Las cuevas del Moro, del Arroyo, de los Alemanes, del Buitre, de la Salamanquesa, del Bujeo, del Cerro Quemado, de Enmedio, del Silencio, de la Jara, del Sol, del Viento, de las Estrellas; el tajo de las Figuras; los abrigos de Bacinete, de Levante, del barranco del Arca, de la sierra de la Momia, de la Laja Alta, son topónimos que hemos otorgado a espacios donde buscaron refugio seres humanos desde bastante antes de que nuestra lengua los nombrara. Miles de años antes.

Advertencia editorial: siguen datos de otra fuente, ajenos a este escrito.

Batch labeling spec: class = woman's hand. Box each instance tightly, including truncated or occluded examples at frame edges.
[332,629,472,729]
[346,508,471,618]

En época prehistórica, a lo largo de toda la orilla norte del Estrecho, los asentamientos humanos fueron más numerosos de lo que se pudiera pensar. Al amparo de los ríos, en medianías serranas y en el corredor atravesado por históricas sendas que ponía en contacto la vertiente mediterránea con la laguna de la Janda, fue muy habitual la presencia humana desde tiempos en los que este no formaba parte de la historia. Los primeros habitantes de la zona se servían de los abrigos en las rocas de arenisca y aprovecharon sus paredes de piedra para dejar muestras pictóricas de una de las primeras manifestaciones artísticas de las que se tiene constancia en Occidente. Con pigmentos naturales y lineales trazos dibujaron el mundo que veían: yeguas preñadas, ciervos de rectas cornamentas, cabezas de équidos, perfiles humanos, aves, garcetas, guerreros y hasta contornos de embarcaciones decididas a atravesar el canal antes de que el tiempo lo poblara de columnas que acabaron formando parte de los mitos. Son tan numerosas las pinturas conservadas que han conformado el corpus del arte Rupestre o Sureño, que ha justificado no pocos estudios y tesis en el ámbito de la investigación. Sin embargo, parece que todo ha quedado ahí. Estas representaciones han gozado del más unánime reconocimiento académico, pero apenas del institucional: han quedado fuera de la protección de la UNESCO y solo iniciativas puntuales mantienen vivo el rescoldo de la constatación de su valor. Mientras tanto, los líquenes cubren las paredes de piedra; la lluvia, el sol y el viento abaten año a año, siglo a siglo, abrigos que se encuentran en una situación cada vez más próxima al desamparo que llega también de la desconsiderada mano de individuos que son capaces de afectar, mutilar, o incluso borrar rasgos que han sobrevivido el paso de milenios.

Hemos dado nombre a las cuevas y a los espacios que albergan manifestaciones artísticas tan singulares. Debemos ser capaces de concienciar a los desconsiderados y de conseguir el más elevado apoyo oficial para proteger, conservar y poner en valor unos trazos, unos pigmentos y unos colores anteriores a la palabra misma, hijos de un tiempo en que la imagen pictórica sirvió por vez primera para recrear la realidad, fundamento inmemorial del arte.